Calviño reçoit le coup de pied de l'UE au tandem Sánchez-Iglesias

En raison de la détention et même de l'abus de pouvoir à l'échelle nationale, il est logique de croire que ce pouvoir s'étend tout aussi fortement au-delà des frontières. Imprégné de cette conviction, le choc de la réalité devient plus douloureux. Le gouvernement de Pedro Sánchez lui avait fait croire que la troisième vice-présidente, Nadia Calviño, avait une très sérieuse chance de devenir la présidente de l'Eurogroupe, le sanhédrin informel mais très influent des ministres des finances des 19 pays qui composent la zone euro. Certes, l'effort de Sánchez lui-même et de son vice-président a été gigantesque, réalisant apparemment au moins la promesse que Calviño serait soutenu par les plus grands pays de l'Union européenne : l'Allemagne, la France et l'Italie.

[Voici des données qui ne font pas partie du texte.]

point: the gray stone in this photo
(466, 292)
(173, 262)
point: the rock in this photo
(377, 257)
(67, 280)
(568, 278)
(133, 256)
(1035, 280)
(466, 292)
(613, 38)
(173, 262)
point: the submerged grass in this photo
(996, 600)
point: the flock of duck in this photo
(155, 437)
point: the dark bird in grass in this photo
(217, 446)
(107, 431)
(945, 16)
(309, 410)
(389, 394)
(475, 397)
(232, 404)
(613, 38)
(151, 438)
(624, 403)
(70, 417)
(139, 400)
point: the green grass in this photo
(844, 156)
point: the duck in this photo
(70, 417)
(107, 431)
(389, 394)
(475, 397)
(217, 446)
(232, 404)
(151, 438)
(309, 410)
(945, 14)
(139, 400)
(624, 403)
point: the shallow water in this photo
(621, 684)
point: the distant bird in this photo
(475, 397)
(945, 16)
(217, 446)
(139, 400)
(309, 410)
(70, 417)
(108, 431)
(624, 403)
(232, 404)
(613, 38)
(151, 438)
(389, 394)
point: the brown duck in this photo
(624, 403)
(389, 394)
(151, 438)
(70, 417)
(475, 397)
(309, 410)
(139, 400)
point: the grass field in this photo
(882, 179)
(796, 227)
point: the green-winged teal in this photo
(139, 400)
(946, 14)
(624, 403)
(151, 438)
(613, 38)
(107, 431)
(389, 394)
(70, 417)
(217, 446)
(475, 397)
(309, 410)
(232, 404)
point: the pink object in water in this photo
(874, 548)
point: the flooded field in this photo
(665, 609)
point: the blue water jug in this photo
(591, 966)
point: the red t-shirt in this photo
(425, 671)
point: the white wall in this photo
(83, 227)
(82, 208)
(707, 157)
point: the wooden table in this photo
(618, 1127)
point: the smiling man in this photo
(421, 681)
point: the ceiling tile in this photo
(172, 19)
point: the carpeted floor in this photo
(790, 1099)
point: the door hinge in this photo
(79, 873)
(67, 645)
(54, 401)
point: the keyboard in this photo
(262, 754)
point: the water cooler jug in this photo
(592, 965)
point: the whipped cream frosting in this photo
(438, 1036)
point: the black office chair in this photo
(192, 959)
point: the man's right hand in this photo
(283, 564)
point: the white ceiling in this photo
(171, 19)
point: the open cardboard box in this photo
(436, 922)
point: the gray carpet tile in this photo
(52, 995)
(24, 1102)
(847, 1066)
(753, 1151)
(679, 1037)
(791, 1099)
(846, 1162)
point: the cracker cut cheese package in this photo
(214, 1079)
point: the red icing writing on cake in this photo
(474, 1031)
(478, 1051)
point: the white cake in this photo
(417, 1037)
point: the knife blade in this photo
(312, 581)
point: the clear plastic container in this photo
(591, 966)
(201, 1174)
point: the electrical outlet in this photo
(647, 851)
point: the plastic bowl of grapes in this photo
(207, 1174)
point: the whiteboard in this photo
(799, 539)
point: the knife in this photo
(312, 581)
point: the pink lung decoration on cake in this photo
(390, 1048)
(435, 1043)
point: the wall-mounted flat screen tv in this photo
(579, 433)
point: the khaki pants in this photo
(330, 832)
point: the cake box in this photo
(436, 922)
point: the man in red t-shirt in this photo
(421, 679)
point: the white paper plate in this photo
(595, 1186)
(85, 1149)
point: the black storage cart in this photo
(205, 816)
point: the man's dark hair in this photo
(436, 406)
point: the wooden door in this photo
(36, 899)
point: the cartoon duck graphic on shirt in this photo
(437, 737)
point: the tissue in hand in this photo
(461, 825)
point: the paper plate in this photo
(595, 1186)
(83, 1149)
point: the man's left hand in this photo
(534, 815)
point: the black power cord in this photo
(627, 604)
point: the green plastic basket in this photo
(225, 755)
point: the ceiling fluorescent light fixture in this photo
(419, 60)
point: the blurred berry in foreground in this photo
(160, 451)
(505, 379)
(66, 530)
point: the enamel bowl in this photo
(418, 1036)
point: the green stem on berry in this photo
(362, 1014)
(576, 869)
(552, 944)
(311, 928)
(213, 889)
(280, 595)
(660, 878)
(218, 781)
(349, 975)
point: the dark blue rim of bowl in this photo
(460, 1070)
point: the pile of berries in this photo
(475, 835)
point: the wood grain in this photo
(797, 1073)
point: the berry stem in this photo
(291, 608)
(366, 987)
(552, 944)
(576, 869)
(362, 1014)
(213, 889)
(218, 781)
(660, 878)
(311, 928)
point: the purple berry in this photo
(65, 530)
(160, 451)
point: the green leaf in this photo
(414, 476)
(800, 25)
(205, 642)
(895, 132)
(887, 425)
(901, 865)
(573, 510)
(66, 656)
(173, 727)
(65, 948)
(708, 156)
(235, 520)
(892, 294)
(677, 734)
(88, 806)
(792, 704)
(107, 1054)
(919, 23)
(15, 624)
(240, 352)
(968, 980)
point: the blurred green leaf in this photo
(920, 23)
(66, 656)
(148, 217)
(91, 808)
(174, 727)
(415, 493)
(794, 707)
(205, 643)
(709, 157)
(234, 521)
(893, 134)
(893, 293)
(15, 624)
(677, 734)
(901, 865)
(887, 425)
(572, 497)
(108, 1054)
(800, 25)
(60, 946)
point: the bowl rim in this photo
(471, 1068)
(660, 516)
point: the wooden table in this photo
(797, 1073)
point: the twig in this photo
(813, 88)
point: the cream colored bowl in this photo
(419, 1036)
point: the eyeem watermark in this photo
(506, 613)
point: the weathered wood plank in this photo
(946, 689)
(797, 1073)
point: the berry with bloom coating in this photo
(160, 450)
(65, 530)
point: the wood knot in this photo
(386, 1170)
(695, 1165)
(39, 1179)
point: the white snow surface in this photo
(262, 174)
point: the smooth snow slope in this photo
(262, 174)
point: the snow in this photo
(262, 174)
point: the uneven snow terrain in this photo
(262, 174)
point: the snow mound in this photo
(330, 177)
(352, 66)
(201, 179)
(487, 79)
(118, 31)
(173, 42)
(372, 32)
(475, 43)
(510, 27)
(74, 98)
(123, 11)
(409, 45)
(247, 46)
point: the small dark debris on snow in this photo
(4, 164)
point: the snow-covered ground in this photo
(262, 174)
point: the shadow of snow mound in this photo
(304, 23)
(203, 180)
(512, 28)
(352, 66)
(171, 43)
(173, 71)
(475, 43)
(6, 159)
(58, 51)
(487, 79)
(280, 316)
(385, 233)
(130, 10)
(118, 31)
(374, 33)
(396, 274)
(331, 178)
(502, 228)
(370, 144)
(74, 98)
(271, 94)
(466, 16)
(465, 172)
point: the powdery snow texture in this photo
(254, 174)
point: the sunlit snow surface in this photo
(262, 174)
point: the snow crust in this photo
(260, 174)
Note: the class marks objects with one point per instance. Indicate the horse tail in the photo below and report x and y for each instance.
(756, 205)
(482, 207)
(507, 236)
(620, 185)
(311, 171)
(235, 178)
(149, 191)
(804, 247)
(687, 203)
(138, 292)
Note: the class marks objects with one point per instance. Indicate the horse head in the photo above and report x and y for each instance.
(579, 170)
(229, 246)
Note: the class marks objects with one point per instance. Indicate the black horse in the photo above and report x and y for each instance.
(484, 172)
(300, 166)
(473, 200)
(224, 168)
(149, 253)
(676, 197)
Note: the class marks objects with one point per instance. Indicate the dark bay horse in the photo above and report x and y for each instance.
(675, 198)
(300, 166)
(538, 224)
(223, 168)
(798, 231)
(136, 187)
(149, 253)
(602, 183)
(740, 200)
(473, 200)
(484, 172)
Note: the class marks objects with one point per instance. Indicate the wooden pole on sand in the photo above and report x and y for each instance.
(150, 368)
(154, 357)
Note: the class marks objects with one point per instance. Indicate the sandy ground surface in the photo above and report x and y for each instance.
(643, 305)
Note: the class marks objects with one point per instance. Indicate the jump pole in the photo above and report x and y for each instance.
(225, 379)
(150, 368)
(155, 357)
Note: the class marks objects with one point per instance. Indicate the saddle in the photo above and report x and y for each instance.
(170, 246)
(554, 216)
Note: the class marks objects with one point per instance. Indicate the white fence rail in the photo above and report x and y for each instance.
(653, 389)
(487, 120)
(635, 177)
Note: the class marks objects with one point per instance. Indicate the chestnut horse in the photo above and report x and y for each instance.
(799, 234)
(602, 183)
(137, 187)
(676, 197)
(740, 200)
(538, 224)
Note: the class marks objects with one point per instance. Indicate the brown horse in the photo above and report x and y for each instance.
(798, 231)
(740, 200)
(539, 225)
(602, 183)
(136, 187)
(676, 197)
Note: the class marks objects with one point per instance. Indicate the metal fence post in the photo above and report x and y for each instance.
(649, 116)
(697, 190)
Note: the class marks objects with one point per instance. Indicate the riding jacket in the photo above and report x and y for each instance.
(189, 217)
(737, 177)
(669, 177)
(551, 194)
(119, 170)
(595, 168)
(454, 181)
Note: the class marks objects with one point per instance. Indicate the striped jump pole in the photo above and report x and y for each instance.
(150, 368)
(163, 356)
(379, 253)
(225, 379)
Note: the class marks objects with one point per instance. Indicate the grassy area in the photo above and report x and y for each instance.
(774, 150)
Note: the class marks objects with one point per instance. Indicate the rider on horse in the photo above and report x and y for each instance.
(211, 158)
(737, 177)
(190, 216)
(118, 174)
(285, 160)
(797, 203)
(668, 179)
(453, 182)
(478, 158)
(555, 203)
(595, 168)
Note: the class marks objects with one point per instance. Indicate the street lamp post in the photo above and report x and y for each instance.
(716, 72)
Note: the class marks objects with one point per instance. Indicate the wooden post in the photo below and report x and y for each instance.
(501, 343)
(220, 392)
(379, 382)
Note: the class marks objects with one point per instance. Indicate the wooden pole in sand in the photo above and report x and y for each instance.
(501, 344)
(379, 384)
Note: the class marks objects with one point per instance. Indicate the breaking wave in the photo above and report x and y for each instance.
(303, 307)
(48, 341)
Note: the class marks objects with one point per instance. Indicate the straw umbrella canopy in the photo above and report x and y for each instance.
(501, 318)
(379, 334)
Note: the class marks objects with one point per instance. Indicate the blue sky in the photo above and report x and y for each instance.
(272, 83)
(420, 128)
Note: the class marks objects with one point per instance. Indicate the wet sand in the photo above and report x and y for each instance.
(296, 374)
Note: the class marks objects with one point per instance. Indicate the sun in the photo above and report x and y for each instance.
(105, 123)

Avec les autres membres de l'Eurogroupe, on ne saura jamais si ce soutien s'est concrétisé ou non, car les votes sont tellement secrets que les seules personnes qui connaissent la répartition des votes sont les deux fonctionnaires communautaires chargés du comptage et de la communication des candidats. La suspicion est la norme dans ces concours internationaux, et il faut rappeler qu'en 2015 le ministre français, Michel Sapin, avait promis son vote à Luis de Guindos, qui recevrait plus tard la confirmation du ministre français qu'il n'avait rien promis du tout.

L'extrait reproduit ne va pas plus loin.